By Tammy Webber, Associated Press, 3/25/2001 21:06

CHICAGO (AP) Seeking to meet the nation's ever-growing demand for natural gas, suppliers want to build pipelines through new and controversial territory: the Great Lakes.

Gas companies say construction along the floors of Lake Michigan and Lake Erie can be done safely, but the plans alarm environmentalists. Neither pipeline has yet been approved by the federal government.

''We view the lake bottom as a public trust resource, not for giving away to private entities,'' said Cameron Davis, executive director of the Lake Michigan Federation.

Peoples Energy Corp. and Houston-based El Paso Corp. have formed a partnership to build a 104-mile-long pipeline through Lake Michigan, from the Indiana-Illinois state line to Milwaukee.

The plan is on hold while developers try to drum up customers mainly natural gas-fired power plants being built to help supply electricity to the Chicago area.
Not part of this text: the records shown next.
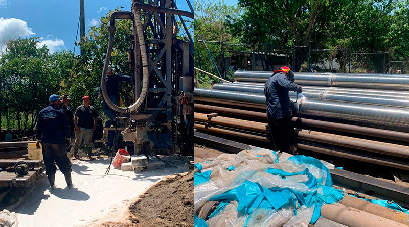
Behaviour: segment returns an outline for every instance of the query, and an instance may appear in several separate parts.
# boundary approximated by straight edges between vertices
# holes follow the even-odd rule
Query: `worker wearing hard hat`
[[[301,93],[303,88],[293,83],[294,74],[288,67],[282,67],[274,72],[264,85],[270,143],[275,150],[295,154],[296,132],[291,121],[288,92]]]
[[[112,103],[117,106],[120,106],[120,96],[119,95],[119,82],[121,81],[130,81],[131,78],[127,75],[120,75],[115,73],[112,67],[110,65],[108,66],[108,72],[106,75],[106,92],[109,99]],[[102,91],[100,87],[99,94],[98,94],[98,99],[102,98]],[[121,105],[122,106],[122,105]],[[102,103],[102,109],[104,113],[111,120],[113,121],[115,118],[115,115],[118,112],[111,109],[105,100]]]
[[[71,137],[68,118],[64,111],[58,107],[60,99],[58,95],[51,95],[49,101],[50,105],[38,113],[36,145],[39,148],[40,143],[42,146],[46,174],[48,176],[50,187],[55,187],[55,162],[64,174],[68,187],[71,188],[71,162],[67,157],[65,146],[65,143]]]

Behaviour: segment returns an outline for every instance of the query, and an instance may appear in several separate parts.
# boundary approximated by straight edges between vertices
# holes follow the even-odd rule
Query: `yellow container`
[[[36,143],[30,143],[27,144],[27,148],[29,153],[29,159],[32,160],[42,160],[42,149],[37,149],[35,145]],[[40,144],[40,147],[41,145]]]

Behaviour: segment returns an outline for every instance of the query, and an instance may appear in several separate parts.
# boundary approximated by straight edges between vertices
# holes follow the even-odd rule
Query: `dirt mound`
[[[193,226],[194,179],[191,171],[155,185],[129,208],[136,217],[132,222],[144,227]]]

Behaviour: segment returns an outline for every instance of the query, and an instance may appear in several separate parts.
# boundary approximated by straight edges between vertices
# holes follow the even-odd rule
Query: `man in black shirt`
[[[85,149],[88,153],[88,157],[91,158],[93,133],[97,127],[98,114],[97,110],[89,105],[89,97],[84,96],[82,98],[83,105],[77,108],[74,115],[74,129],[75,129],[75,143],[74,145],[75,158],[77,158],[78,148],[80,147],[83,138],[85,145]]]
[[[292,72],[288,67],[282,67],[274,72],[264,85],[270,140],[275,150],[296,154],[296,131],[291,121],[292,106],[288,91],[301,93],[303,88],[288,78]]]

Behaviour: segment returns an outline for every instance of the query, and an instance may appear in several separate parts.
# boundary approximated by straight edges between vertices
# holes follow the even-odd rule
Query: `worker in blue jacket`
[[[274,70],[264,85],[270,141],[273,149],[297,154],[296,132],[291,121],[291,104],[289,91],[301,93],[303,88],[287,77],[292,72],[283,66]]]
[[[58,107],[58,95],[50,96],[50,105],[38,113],[36,136],[38,148],[42,146],[42,157],[46,164],[46,174],[48,176],[50,187],[55,187],[55,173],[57,163],[64,174],[69,188],[73,187],[71,180],[71,162],[67,157],[66,143],[70,142],[71,133],[66,115]]]
[[[112,103],[117,106],[119,106],[119,82],[121,81],[130,81],[131,78],[127,75],[120,75],[119,74],[114,73],[112,66],[108,66],[108,72],[106,75],[106,92],[109,99]],[[99,88],[99,94],[98,94],[98,99],[102,98],[102,91],[101,87]],[[109,107],[105,100],[102,103],[102,109],[104,113],[111,120],[113,121],[115,118],[115,115],[119,113]]]

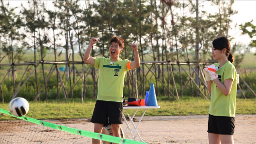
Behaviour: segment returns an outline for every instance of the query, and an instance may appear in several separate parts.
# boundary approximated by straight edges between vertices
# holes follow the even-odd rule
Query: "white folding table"
[[[125,118],[125,117],[124,115],[124,113],[123,113],[123,119],[124,119],[126,125],[127,126],[127,127],[125,129],[125,130],[124,131],[124,135],[127,132],[127,130],[129,130],[131,134],[131,136],[130,138],[130,139],[133,139],[136,141],[138,141],[139,140],[141,141],[141,142],[143,142],[145,143],[146,143],[143,140],[142,140],[142,138],[141,138],[141,137],[140,136],[140,135],[139,135],[139,133],[138,131],[138,127],[139,125],[139,124],[140,123],[140,122],[142,120],[142,118],[143,118],[143,117],[144,116],[144,114],[145,114],[146,110],[148,108],[160,108],[160,106],[128,106],[128,107],[123,107],[123,109],[125,110],[125,111],[126,112],[126,113],[127,114],[127,116],[128,116],[128,117],[129,117],[129,119],[130,119],[130,122],[128,123],[127,122],[127,120],[126,120],[126,119]],[[132,117],[130,117],[130,115],[129,115],[129,113],[127,111],[128,109],[136,109],[134,113],[133,113],[133,115]],[[137,111],[139,109],[145,109],[144,112],[143,113],[142,113],[142,115],[141,116],[139,117],[139,121],[138,123],[137,124],[137,126],[135,126],[135,124],[133,122],[133,118],[134,118],[134,117],[135,116],[135,115],[137,113]],[[133,126],[133,128],[131,128],[130,126],[130,124],[132,124]],[[136,138],[134,136],[134,135],[135,133],[137,133],[138,135],[138,136],[139,138]]]

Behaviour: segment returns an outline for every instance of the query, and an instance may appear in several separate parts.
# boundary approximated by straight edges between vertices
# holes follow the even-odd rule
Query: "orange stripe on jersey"
[[[131,62],[129,62],[128,63],[127,63],[127,68],[129,70],[131,70],[131,66],[130,66],[130,63],[131,63]]]

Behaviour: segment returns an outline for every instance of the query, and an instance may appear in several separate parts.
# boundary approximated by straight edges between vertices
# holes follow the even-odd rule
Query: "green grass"
[[[207,115],[210,102],[201,98],[183,97],[180,101],[158,100],[159,109],[148,109],[145,116]],[[80,99],[52,100],[46,102],[29,102],[29,111],[26,116],[37,119],[57,118],[88,118],[92,115],[96,99],[87,99],[83,103]],[[9,110],[9,104],[1,104],[1,108]],[[237,100],[236,114],[256,114],[256,99]],[[135,109],[128,109],[131,112]],[[139,109],[137,116],[143,109]],[[0,120],[15,119],[0,116]]]

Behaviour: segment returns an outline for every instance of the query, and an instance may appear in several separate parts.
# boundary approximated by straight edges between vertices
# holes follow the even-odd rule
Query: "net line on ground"
[[[18,141],[19,139],[23,139],[24,141],[27,141],[26,143],[43,143],[45,144],[45,143],[42,143],[42,141],[40,140],[37,140],[36,138],[37,138],[39,136],[38,135],[34,135],[32,136],[30,136],[30,139],[27,138],[27,136],[29,135],[31,135],[32,133],[33,133],[33,131],[37,131],[37,134],[33,134],[33,135],[46,135],[44,132],[53,132],[53,133],[52,133],[51,135],[48,135],[47,136],[51,136],[53,137],[54,138],[60,138],[61,139],[61,141],[63,141],[63,142],[64,143],[69,143],[68,142],[72,142],[72,143],[73,143],[75,142],[75,141],[81,141],[80,143],[84,143],[84,141],[82,140],[82,136],[86,136],[89,137],[90,138],[94,138],[94,139],[100,139],[102,141],[107,141],[109,142],[114,143],[117,143],[117,144],[145,144],[142,142],[138,142],[138,141],[135,141],[129,139],[124,139],[122,138],[113,136],[107,135],[104,135],[104,134],[101,134],[99,133],[94,133],[92,132],[85,131],[85,130],[82,130],[79,129],[76,129],[76,128],[70,128],[67,126],[62,126],[62,125],[56,125],[53,123],[51,123],[49,122],[47,122],[45,121],[43,121],[41,120],[39,120],[37,119],[32,118],[31,117],[25,117],[25,116],[22,116],[20,117],[15,117],[14,115],[13,115],[9,111],[0,108],[0,113],[5,114],[8,115],[9,115],[10,116],[12,116],[13,117],[17,117],[18,118],[23,120],[25,121],[26,122],[28,122],[30,123],[32,123],[37,125],[38,125],[40,126],[41,126],[43,127],[49,127],[51,129],[46,129],[45,128],[41,128],[40,127],[37,127],[37,126],[31,126],[31,125],[28,124],[28,123],[27,123],[27,124],[24,124],[24,123],[21,122],[21,121],[17,121],[17,120],[14,120],[14,121],[4,121],[4,122],[1,122],[1,121],[0,121],[0,131],[3,131],[5,130],[5,132],[9,134],[9,136],[7,136],[7,137],[9,137],[9,139],[10,139],[10,141],[14,141],[14,140],[12,140],[13,138],[13,136],[12,136],[12,135],[14,135],[15,133],[13,132],[12,132],[11,131],[13,130],[14,131],[17,131],[17,130],[14,129],[13,128],[10,128],[9,127],[7,127],[8,126],[5,126],[5,127],[3,127],[2,126],[2,124],[6,123],[6,125],[8,126],[8,124],[9,124],[9,126],[10,125],[14,125],[16,126],[18,126],[20,127],[20,128],[23,128],[23,131],[22,132],[22,135],[18,135],[18,137],[17,138],[17,140],[16,141]],[[17,121],[19,121],[18,122],[17,122]],[[31,128],[28,127],[28,126],[31,126]],[[57,131],[56,131],[56,130]],[[66,135],[66,136],[62,135],[60,134],[57,134],[55,133],[55,132],[56,131],[64,131],[65,132],[67,132],[70,134],[75,135],[78,135],[78,136],[80,136],[80,137],[73,137],[70,140],[68,140],[66,137],[66,136],[67,135]],[[3,133],[0,132],[0,135],[3,135]],[[10,142],[8,142],[9,140],[5,139],[4,138],[3,138],[3,136],[1,136],[0,137],[0,140],[1,141],[3,141],[4,143],[9,143],[9,144],[14,144],[15,143]],[[54,140],[51,140],[51,138],[49,138],[48,137],[46,137],[46,143],[50,143],[51,144],[53,144],[54,143]],[[65,141],[64,142],[64,141]],[[2,142],[1,142],[1,143]],[[17,142],[17,143],[20,143]],[[60,143],[60,141],[58,141],[58,143]],[[79,142],[76,143],[79,143]]]

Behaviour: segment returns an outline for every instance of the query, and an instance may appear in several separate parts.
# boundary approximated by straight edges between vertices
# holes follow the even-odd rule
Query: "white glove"
[[[210,76],[208,73],[208,69],[207,69],[207,68],[205,68],[204,69],[203,69],[203,72],[204,73],[204,75],[205,76],[205,79],[206,79],[206,81],[211,81]]]
[[[208,73],[210,75],[211,81],[218,79],[218,75],[216,74],[216,69],[214,64],[211,64],[210,66],[206,66],[206,68],[208,70]]]

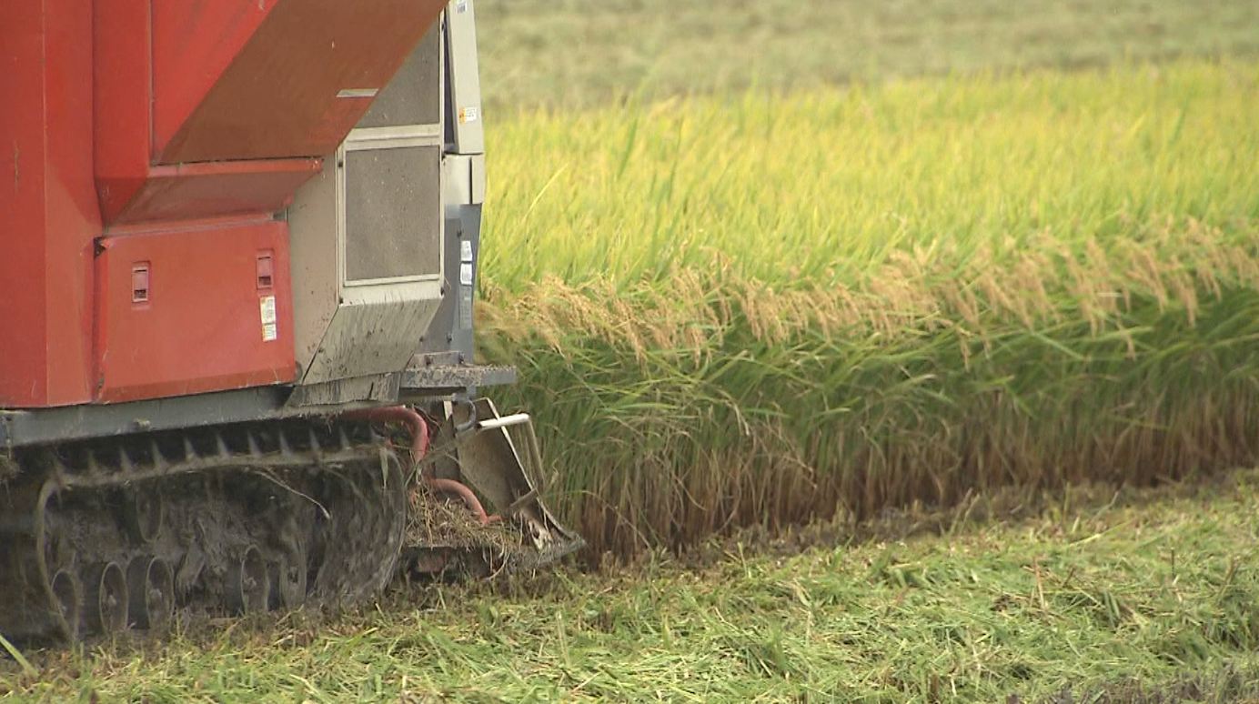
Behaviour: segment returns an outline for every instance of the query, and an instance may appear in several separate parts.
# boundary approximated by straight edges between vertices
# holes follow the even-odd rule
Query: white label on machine
[[[262,310],[262,341],[271,343],[279,336],[276,329],[276,297],[263,296],[259,309]]]

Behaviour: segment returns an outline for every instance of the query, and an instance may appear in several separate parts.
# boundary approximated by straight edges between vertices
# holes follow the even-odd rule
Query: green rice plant
[[[1259,64],[492,126],[486,358],[594,553],[1259,458]]]

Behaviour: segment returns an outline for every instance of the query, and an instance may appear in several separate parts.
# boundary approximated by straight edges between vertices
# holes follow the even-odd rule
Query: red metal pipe
[[[388,408],[351,411],[350,413],[346,413],[346,416],[351,418],[364,418],[378,423],[402,423],[410,431],[410,461],[419,462],[426,455],[428,455],[428,423],[426,423],[424,417],[414,409],[407,408],[405,406],[393,406]],[[473,494],[467,485],[454,481],[453,479],[428,476],[426,472],[421,472],[419,479],[433,491],[454,494],[462,499],[463,504],[470,511],[472,511],[472,515],[476,516],[481,525],[501,520],[501,516],[486,515],[485,506],[481,505],[481,500],[476,497],[476,494]]]

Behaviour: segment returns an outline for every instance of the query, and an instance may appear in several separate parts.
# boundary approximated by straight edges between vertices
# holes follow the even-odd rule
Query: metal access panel
[[[345,154],[346,283],[441,275],[441,147],[368,145]]]
[[[442,301],[443,48],[436,26],[288,209],[298,384],[326,387],[297,399],[375,398]]]

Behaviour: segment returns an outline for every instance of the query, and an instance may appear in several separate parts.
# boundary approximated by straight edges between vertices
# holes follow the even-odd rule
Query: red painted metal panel
[[[261,10],[257,0],[162,4],[154,13],[157,161],[330,154],[371,103],[341,92],[384,88],[444,6],[446,0],[276,0]],[[201,21],[225,30],[186,31]],[[223,57],[230,60],[219,72]],[[212,68],[194,69],[194,60]]]
[[[113,222],[149,178],[152,133],[150,0],[93,4],[96,179]]]
[[[155,151],[167,144],[188,120],[277,3],[278,0],[154,3]]]
[[[0,407],[91,398],[89,3],[0,3]]]
[[[322,169],[319,159],[206,161],[152,166],[116,224],[276,213]]]
[[[181,229],[103,241],[97,258],[97,400],[291,383],[287,225],[206,220],[176,227]],[[274,264],[269,287],[258,282],[262,254]],[[137,271],[147,273],[144,296],[137,296]]]

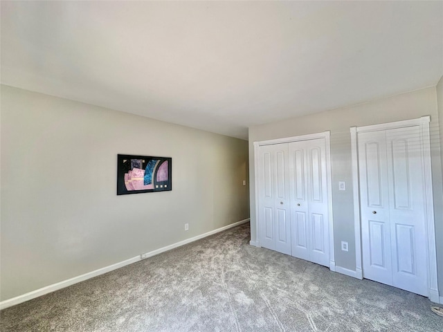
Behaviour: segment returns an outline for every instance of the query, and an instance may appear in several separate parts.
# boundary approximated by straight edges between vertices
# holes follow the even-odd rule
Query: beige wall
[[[440,149],[443,149],[443,76],[436,86],[437,91],[437,105],[438,109],[438,123],[440,133]],[[441,152],[441,150],[440,150]],[[442,165],[443,165],[443,153],[441,153]],[[442,169],[443,171],[443,169]],[[443,260],[442,266],[443,266]]]
[[[1,300],[249,216],[247,142],[1,92]],[[118,196],[118,154],[172,157],[172,190]]]
[[[320,97],[319,97],[320,98]],[[392,121],[431,117],[433,184],[439,263],[439,286],[443,293],[443,199],[442,160],[440,155],[438,115],[435,87],[404,93],[352,107],[253,127],[249,129],[249,174],[251,181],[251,240],[255,240],[255,201],[253,142],[265,140],[331,131],[332,201],[336,265],[355,270],[355,241],[351,136],[350,127]],[[345,181],[346,191],[338,190],[338,182]],[[341,241],[349,243],[349,251],[341,251]]]

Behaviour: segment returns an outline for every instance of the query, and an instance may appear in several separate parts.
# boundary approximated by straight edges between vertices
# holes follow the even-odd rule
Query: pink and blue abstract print
[[[118,155],[117,194],[171,190],[172,158]]]

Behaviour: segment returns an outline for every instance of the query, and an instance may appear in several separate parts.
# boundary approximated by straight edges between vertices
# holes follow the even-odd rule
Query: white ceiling
[[[442,1],[1,1],[1,82],[224,135],[435,86]]]

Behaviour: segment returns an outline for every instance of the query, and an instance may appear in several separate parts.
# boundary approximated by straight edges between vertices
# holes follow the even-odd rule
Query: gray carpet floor
[[[242,225],[0,313],[1,331],[443,331],[426,298],[249,246]]]

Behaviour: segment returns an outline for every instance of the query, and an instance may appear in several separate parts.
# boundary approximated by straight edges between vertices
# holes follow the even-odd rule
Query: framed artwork
[[[172,164],[172,158],[117,155],[117,194],[171,190]]]

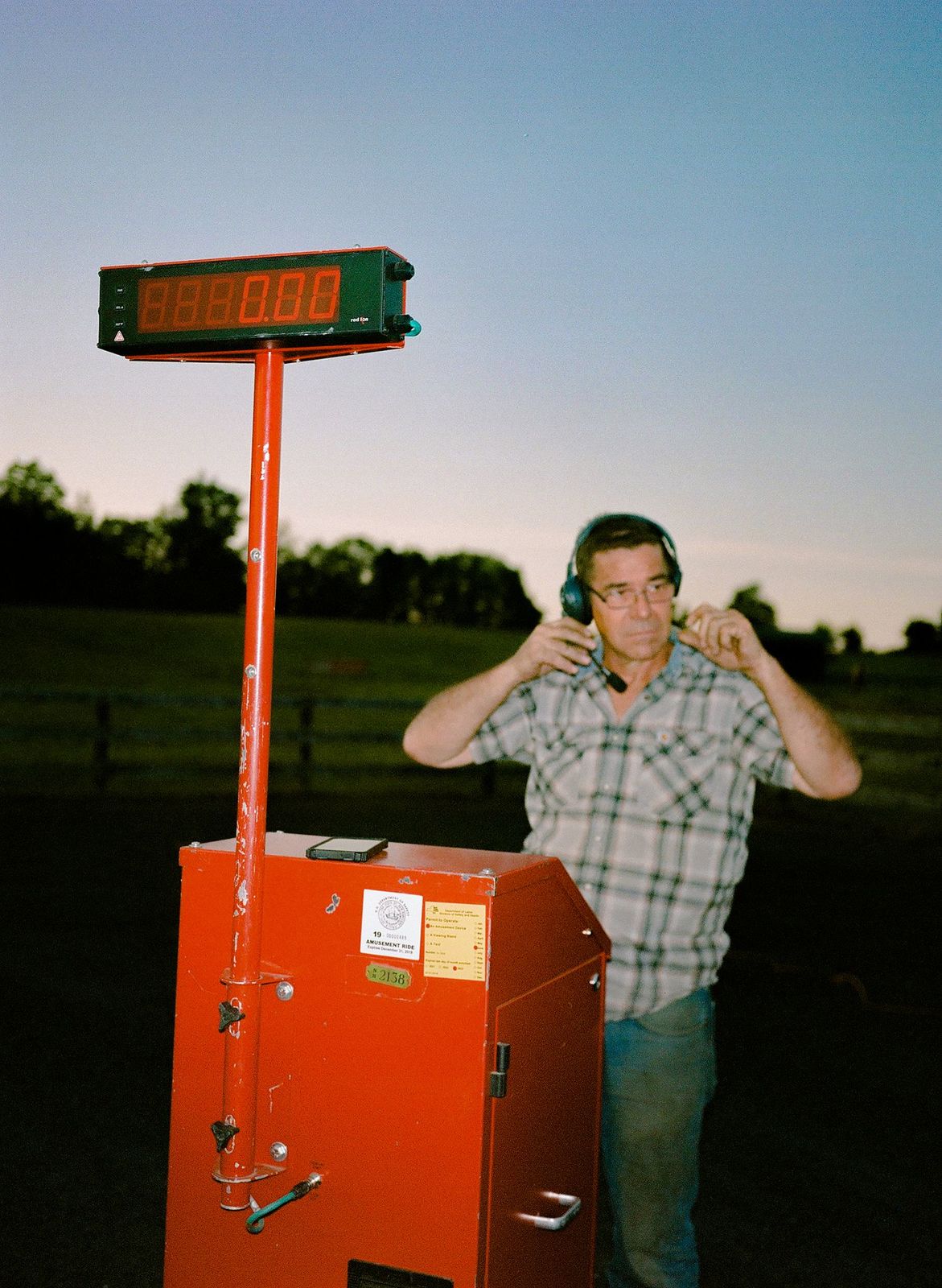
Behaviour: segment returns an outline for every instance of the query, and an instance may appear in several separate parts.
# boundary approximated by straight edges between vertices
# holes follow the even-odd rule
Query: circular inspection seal
[[[376,905],[376,917],[383,930],[402,930],[409,920],[409,909],[402,899],[396,899],[391,894],[378,902]]]

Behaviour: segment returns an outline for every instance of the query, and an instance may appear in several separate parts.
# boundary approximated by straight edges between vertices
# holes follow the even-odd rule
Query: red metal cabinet
[[[181,851],[166,1288],[589,1288],[601,926],[556,859],[319,840],[266,837],[251,1195],[322,1180],[257,1235],[212,1180],[234,842]]]

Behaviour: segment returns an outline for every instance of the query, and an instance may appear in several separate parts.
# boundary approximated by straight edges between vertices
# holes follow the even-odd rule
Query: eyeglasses
[[[673,599],[674,583],[668,577],[654,577],[641,590],[634,590],[633,586],[606,586],[605,590],[589,586],[589,590],[609,608],[628,608],[640,599],[647,604],[665,604],[668,599]]]

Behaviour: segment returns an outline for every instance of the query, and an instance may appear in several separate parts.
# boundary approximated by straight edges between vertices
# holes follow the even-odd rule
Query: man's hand
[[[827,800],[857,791],[860,764],[843,730],[766,652],[748,618],[700,604],[677,638],[723,670],[741,671],[764,693],[794,761],[798,791]]]
[[[517,675],[517,684],[535,680],[547,671],[565,671],[575,675],[580,666],[588,666],[596,638],[588,626],[561,617],[553,622],[540,622],[528,635],[510,659]]]
[[[540,622],[504,662],[431,698],[405,730],[405,753],[439,769],[468,765],[471,739],[519,684],[547,671],[575,675],[588,666],[593,644],[588,626],[570,617]]]
[[[753,623],[735,608],[700,604],[677,632],[682,644],[697,649],[725,671],[743,671],[754,677],[768,654],[759,643]]]

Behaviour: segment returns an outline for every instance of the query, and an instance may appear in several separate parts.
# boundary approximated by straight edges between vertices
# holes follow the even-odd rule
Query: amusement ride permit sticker
[[[483,903],[425,905],[425,974],[484,981],[488,923]]]
[[[392,890],[363,891],[360,952],[418,961],[422,944],[422,895]]]

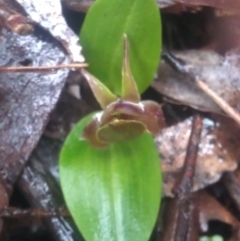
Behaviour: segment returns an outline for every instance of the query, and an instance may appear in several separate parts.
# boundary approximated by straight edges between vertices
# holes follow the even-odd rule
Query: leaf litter
[[[91,4],[91,1],[79,2]],[[40,66],[71,63],[72,60],[82,61],[81,48],[77,45],[77,37],[66,26],[65,20],[59,12],[59,1],[55,1],[55,3],[45,1],[45,3],[49,7],[49,13],[46,12],[47,8],[42,8],[37,1],[18,1],[18,4],[27,13],[26,17],[36,24],[35,31],[32,35],[21,37],[3,29],[0,44],[2,45],[1,52],[4,55],[2,54],[2,57],[0,57],[2,58],[1,66],[29,64]],[[65,0],[65,3],[68,4],[67,0]],[[234,22],[235,29],[238,27],[234,20],[235,16],[230,18],[225,14],[226,11],[233,12],[238,6],[238,3],[233,0],[221,1],[220,5],[217,1],[203,0],[158,1],[158,3],[160,3],[160,7],[164,7],[163,11],[166,12],[171,12],[171,8],[178,4],[182,6],[180,12],[188,12],[194,7],[200,7],[201,10],[204,6],[210,6],[215,11],[215,24],[223,26],[221,23],[225,22],[225,26],[229,26],[229,23]],[[54,4],[56,4],[55,7]],[[85,7],[86,10],[87,7]],[[220,14],[222,14],[221,17],[216,17]],[[236,14],[236,11],[234,14]],[[211,23],[213,21],[208,23],[209,26]],[[214,29],[214,25],[210,27]],[[231,32],[233,37],[238,34],[237,31],[234,32],[230,28],[226,32]],[[224,32],[225,35],[226,32]],[[70,36],[70,42],[66,36],[68,38]],[[201,80],[205,81],[211,89],[236,111],[239,111],[239,54],[238,50],[234,49],[237,45],[237,41],[225,43],[224,37],[219,37],[219,33],[215,32],[215,35],[211,36],[208,46],[198,50],[173,51],[173,54],[193,66],[192,71],[195,75],[200,76]],[[228,50],[232,51],[227,53]],[[2,168],[0,173],[3,179],[3,187],[7,187],[8,193],[9,190],[11,192],[12,185],[19,177],[30,153],[41,137],[68,74],[68,70],[58,70],[53,73],[1,73],[0,131],[2,135],[0,138],[0,162]],[[223,111],[211,98],[194,86],[189,76],[175,71],[164,61],[160,64],[158,78],[154,81],[153,87],[167,96],[167,100],[171,99],[174,103],[191,106],[203,112],[214,113],[203,120],[193,190],[203,189],[217,182],[223,176],[227,189],[232,193],[230,196],[237,195],[239,127],[234,121],[224,116]],[[83,106],[85,104],[81,103]],[[162,157],[164,193],[166,196],[173,196],[172,187],[183,168],[191,120],[190,117],[163,129],[156,138],[159,154]],[[235,172],[233,172],[234,170]],[[1,195],[8,195],[5,189],[1,192]],[[202,197],[202,199],[199,198],[199,202],[202,200],[200,203],[202,206],[200,206],[202,210],[205,210],[206,221],[201,224],[202,230],[206,231],[207,222],[213,219],[229,223],[233,228],[238,226],[238,221],[226,211],[224,206],[220,207],[214,204],[216,200],[211,196],[203,194],[202,191],[197,192],[196,195]],[[235,200],[238,200],[238,197],[235,197]],[[204,202],[213,203],[212,207],[215,207],[215,211],[211,213],[211,208],[207,208],[203,204]],[[8,200],[6,199],[2,205],[7,203]],[[34,203],[32,205],[37,207]],[[239,207],[239,204],[237,203],[236,206]],[[41,205],[38,205],[38,207],[44,208]],[[217,218],[216,213],[219,213],[219,216],[222,214],[222,216]],[[206,214],[208,214],[207,217]],[[236,232],[234,232],[232,240],[237,240]]]

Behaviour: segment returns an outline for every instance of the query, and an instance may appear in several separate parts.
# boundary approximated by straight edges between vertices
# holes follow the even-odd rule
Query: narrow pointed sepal
[[[86,78],[102,109],[105,109],[110,103],[118,99],[100,80],[88,73],[85,69],[82,69],[82,74]]]
[[[134,103],[140,101],[140,94],[138,87],[133,78],[130,63],[129,63],[129,46],[127,35],[124,34],[124,54],[123,54],[123,67],[122,67],[122,99]]]

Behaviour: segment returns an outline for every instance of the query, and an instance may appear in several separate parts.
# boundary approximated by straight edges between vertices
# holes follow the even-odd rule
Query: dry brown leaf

Meanwhile, an application to build a Canada-to-New York pipeline that would pass through 33 miles of Lake Erie is awaiting approval by the Federal Energy Regulatory Commission.

Environmentalists are concerned that using the Great Lakes for pipelines could encourage more lakefront industrial development. Davis said he also fears the pipelines would allow suppliers to begin moving oil and chemicals through the lakes, and that sediment stirred up during construction could harm drinking water.

FERC spokeswoman Tamara Young-Allen said she knows of no existing major pipelines in the Great Lakes. Industry officials say the pipelines can be built safely.

''There are a lot of safeguards nowadays,'' said Joe Martucci, a spokesman for ANR Pipeline Co., a subsidiary of El Paso Corp. ''We have hundreds of miles of pipeline off the Gulf of Mexico; the technology today is such that we're confident we could put a pipeline in the lake with no long-term impacts to the lake.''

Karl Brack, spokesman for Columbia Gas Transmission Corp., one of the developers of the pipeline that would cross Lake Erie, said interference with the environment would be minimal.

Cutting through the lakes also may be less expensive and faster than acquiring land, where there often are obstacles such as houses and roads.

Natural gas consumption is expected to increase from around 22 trillion cubic feet per year now to about 30 trillion by 2010 mostly for electric generation, said Mary O'Driscoll, spokeswoman for the Interstate Natural Gas Association of America. Fully 95 percent of all new electric plants are fueled by natural gas.

''It's a great market, but you need to have the infrastructure to be able to serve that market,'' O'Driscoll said.

Davis said other land-based projects already approved or under construction may eliminate the need for the Lake Michigan pipeline, which would be laid in a trench at least several miles offshore.

For example, a 344-mile-long pipeline from Chicago to Canada was approved in 1999, and a 149-mile, $230 million pipeline from Joliet to southeastern Wisconsin was approved by FERC two weeks ago.